Getting To The Why

I got a chance to reconnect with my dear friend Cato yesterday. Now, for those of you who have never heard me speak about him, Cato is one of the most inspiring people I’ve ever met. We met at the end of 2002 (a lifetime ago) in Nepal when we were all gathered around a pit fire at Christmas time. He had just made it to Pokhara by going across the Tibetan desert on his bicycle. As we were all laughing and talking around the fire, trying to keep warm, he told me that my name means “little girl” in Spanish – granted he thought my name was La Niña instead of Lavinia. We laughed it off, but he has continued to call me “Niña” or “La Niña” for the past 16 years so I guess the name stuck. Getting back to the point though, Cato is one of those people who is completely made of light, he’s traveled across the world on his bicycle, worked and lived on pretty much every continent and is now back in Mexico building houses for families who lost their houses in a hurricane – did I say he’s inspiring?


We ended up talking about kids and how every single person out there who wants kids or doesn’t want kids should first ask themselves why. Beyond the stigma put on people who don’t want to have kids, who have too many kids, who have kids too young, too old, or whatever else doesn’t fall into the norm or “when and how” people should have kids, there is the deeper questions of why. Some people don’t believe they would make good parents, other people simply don’t like kids (or like other people’s kids, but don’t want their own), and others are willing to go through extensive challenges to have them. Yet, the questions remains…Why? Why not?

I have to admit his question took me a little by surprise as I had never given too much thought into the idea of why. I knew I wanted kids, that I’d be ok if I didn’t have them, but I didn’t have an answer to the why question. So, of course, I made an attempt to answer it, to speak from my heart and see what comes of it. Here’s what I said: “I have a lot of love and a lot of care to give to this world and I see that love and care being multiplied by the presence of a baby. I believe I would be a good mom and my value and impact as a human being would be enhanced by being a parent.”

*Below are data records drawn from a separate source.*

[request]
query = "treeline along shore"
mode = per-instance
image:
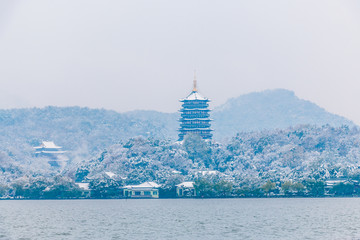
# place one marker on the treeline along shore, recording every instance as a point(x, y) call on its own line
point(303, 161)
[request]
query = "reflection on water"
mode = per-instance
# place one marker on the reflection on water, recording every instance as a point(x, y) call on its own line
point(330, 218)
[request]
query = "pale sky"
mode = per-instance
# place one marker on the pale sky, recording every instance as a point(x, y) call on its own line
point(127, 55)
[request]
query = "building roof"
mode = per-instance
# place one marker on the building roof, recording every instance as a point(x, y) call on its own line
point(46, 144)
point(195, 95)
point(84, 186)
point(110, 174)
point(186, 184)
point(145, 185)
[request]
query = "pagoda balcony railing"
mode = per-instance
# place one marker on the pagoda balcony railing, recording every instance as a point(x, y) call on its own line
point(204, 115)
point(191, 106)
point(195, 110)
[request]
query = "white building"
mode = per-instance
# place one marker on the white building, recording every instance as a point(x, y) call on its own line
point(48, 149)
point(185, 189)
point(144, 190)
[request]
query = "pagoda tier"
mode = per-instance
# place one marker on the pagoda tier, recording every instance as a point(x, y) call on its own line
point(195, 115)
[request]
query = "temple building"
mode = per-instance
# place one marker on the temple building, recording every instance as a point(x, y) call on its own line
point(195, 115)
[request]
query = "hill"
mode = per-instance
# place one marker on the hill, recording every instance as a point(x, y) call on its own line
point(270, 109)
point(84, 131)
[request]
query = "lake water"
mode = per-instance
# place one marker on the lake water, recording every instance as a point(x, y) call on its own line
point(326, 218)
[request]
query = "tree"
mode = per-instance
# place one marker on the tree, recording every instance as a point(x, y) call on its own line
point(268, 186)
point(197, 149)
point(315, 188)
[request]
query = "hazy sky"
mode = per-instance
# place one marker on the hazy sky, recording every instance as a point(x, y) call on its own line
point(126, 55)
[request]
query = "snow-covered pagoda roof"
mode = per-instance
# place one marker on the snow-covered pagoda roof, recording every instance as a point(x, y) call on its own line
point(46, 144)
point(195, 95)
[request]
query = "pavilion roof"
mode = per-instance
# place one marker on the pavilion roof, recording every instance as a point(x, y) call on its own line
point(195, 95)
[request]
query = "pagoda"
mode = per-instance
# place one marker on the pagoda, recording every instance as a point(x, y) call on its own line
point(195, 115)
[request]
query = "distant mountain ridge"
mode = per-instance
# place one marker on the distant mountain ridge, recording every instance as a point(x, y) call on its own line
point(92, 130)
point(270, 109)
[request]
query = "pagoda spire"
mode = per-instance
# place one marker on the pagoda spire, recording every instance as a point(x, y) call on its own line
point(195, 88)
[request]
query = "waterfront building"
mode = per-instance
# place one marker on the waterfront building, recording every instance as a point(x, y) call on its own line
point(48, 149)
point(144, 190)
point(195, 115)
point(185, 189)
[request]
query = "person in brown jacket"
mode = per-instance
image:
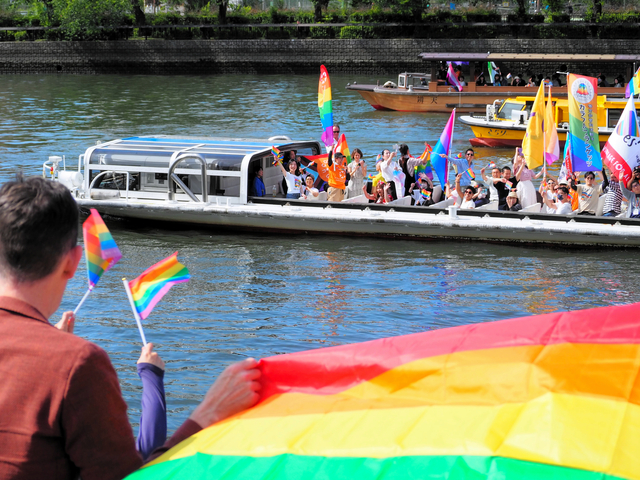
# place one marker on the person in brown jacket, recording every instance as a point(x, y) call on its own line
point(62, 414)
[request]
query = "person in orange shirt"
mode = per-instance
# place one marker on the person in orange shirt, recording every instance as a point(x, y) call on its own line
point(338, 176)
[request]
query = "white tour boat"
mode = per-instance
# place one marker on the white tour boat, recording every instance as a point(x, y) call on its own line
point(205, 181)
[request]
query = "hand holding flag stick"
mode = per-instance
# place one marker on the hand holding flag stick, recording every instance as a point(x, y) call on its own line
point(146, 291)
point(101, 251)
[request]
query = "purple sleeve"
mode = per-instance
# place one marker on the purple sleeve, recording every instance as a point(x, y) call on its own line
point(153, 420)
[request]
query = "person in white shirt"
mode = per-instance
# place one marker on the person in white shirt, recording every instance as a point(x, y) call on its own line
point(465, 198)
point(563, 204)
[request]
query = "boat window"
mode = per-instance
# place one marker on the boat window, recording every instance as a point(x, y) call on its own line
point(507, 108)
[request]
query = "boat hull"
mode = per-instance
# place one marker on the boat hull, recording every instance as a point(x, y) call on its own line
point(442, 99)
point(381, 221)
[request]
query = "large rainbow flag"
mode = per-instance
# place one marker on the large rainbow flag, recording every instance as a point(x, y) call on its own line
point(440, 154)
point(583, 123)
point(100, 248)
point(533, 142)
point(324, 104)
point(155, 282)
point(621, 153)
point(554, 396)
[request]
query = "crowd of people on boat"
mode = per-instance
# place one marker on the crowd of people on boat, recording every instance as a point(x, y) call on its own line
point(511, 186)
point(527, 79)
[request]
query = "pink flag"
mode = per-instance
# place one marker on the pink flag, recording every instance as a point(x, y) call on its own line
point(551, 143)
point(452, 78)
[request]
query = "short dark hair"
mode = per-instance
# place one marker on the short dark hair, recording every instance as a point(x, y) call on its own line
point(38, 225)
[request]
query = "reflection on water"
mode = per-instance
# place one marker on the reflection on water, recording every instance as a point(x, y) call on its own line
point(267, 295)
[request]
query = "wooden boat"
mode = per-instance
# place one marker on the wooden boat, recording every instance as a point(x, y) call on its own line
point(505, 123)
point(421, 92)
point(205, 182)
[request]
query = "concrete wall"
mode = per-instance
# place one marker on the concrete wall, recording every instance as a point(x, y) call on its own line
point(369, 57)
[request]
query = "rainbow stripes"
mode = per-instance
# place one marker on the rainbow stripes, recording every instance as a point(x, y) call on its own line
point(100, 249)
point(550, 396)
point(155, 282)
point(324, 104)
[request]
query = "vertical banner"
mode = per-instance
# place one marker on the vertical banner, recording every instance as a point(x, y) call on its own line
point(325, 106)
point(622, 151)
point(533, 142)
point(583, 123)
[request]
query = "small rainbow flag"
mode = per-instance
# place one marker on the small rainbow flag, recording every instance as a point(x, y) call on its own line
point(100, 249)
point(155, 282)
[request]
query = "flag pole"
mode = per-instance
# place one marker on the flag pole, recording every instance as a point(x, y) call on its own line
point(135, 312)
point(82, 300)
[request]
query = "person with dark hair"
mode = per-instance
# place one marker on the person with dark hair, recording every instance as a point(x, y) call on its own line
point(257, 187)
point(62, 412)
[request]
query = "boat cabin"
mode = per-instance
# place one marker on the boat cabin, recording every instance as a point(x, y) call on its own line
point(518, 109)
point(178, 169)
point(414, 80)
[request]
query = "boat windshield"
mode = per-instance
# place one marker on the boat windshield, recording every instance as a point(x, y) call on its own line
point(507, 108)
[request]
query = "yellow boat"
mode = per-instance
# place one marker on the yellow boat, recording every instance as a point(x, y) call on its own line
point(505, 122)
point(422, 92)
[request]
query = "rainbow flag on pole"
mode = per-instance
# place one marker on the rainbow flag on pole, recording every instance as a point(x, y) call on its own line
point(440, 155)
point(343, 148)
point(155, 282)
point(621, 153)
point(100, 249)
point(552, 396)
point(583, 123)
point(324, 104)
point(551, 142)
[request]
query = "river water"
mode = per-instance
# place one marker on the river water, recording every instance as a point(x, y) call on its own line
point(262, 295)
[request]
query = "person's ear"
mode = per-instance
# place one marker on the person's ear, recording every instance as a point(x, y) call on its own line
point(71, 262)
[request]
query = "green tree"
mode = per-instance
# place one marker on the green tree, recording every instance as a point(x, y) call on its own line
point(81, 19)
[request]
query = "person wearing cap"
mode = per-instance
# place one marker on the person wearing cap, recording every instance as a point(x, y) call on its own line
point(513, 204)
point(338, 177)
point(465, 199)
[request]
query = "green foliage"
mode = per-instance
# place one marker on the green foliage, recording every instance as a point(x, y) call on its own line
point(83, 19)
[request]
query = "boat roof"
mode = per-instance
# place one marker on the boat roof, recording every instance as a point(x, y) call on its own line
point(528, 57)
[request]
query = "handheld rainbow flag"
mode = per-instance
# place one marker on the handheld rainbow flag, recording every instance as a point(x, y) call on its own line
point(533, 142)
point(583, 123)
point(550, 396)
point(551, 142)
point(452, 78)
point(424, 168)
point(148, 289)
point(621, 154)
point(343, 148)
point(440, 155)
point(325, 106)
point(100, 250)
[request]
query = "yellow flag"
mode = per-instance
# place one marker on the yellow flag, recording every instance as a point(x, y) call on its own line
point(533, 143)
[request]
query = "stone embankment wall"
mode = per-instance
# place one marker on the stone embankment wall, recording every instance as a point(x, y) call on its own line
point(366, 57)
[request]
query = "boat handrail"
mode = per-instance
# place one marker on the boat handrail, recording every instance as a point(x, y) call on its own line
point(104, 174)
point(174, 180)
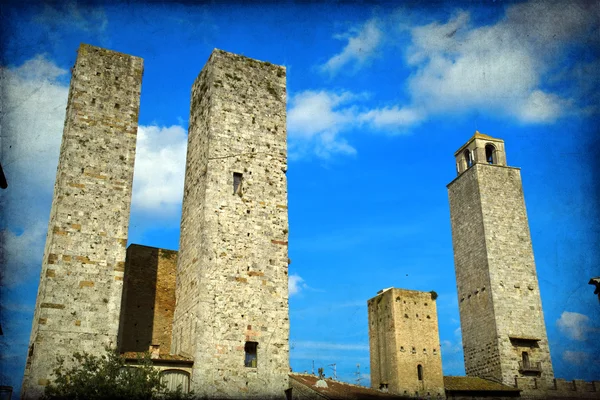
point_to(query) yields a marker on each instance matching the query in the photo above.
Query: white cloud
(361, 48)
(317, 120)
(295, 284)
(159, 169)
(575, 357)
(574, 325)
(392, 117)
(497, 68)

Furthermore this got me thinking about other decisions in my life and the why behind them. How many things do we do because it’s “normal”, “expected”, because our family said so, our friends are doing it or whatever other thing. We rarely question if we want to do them or not do them, we just sort of go with the flow. And while we might reach the exact same decisions if we question the why, there is a huge difference between a decision that stands on your values and a decision that is just default.

So question everything, find your why at every step, see if your decisions are in line with your values and go from there.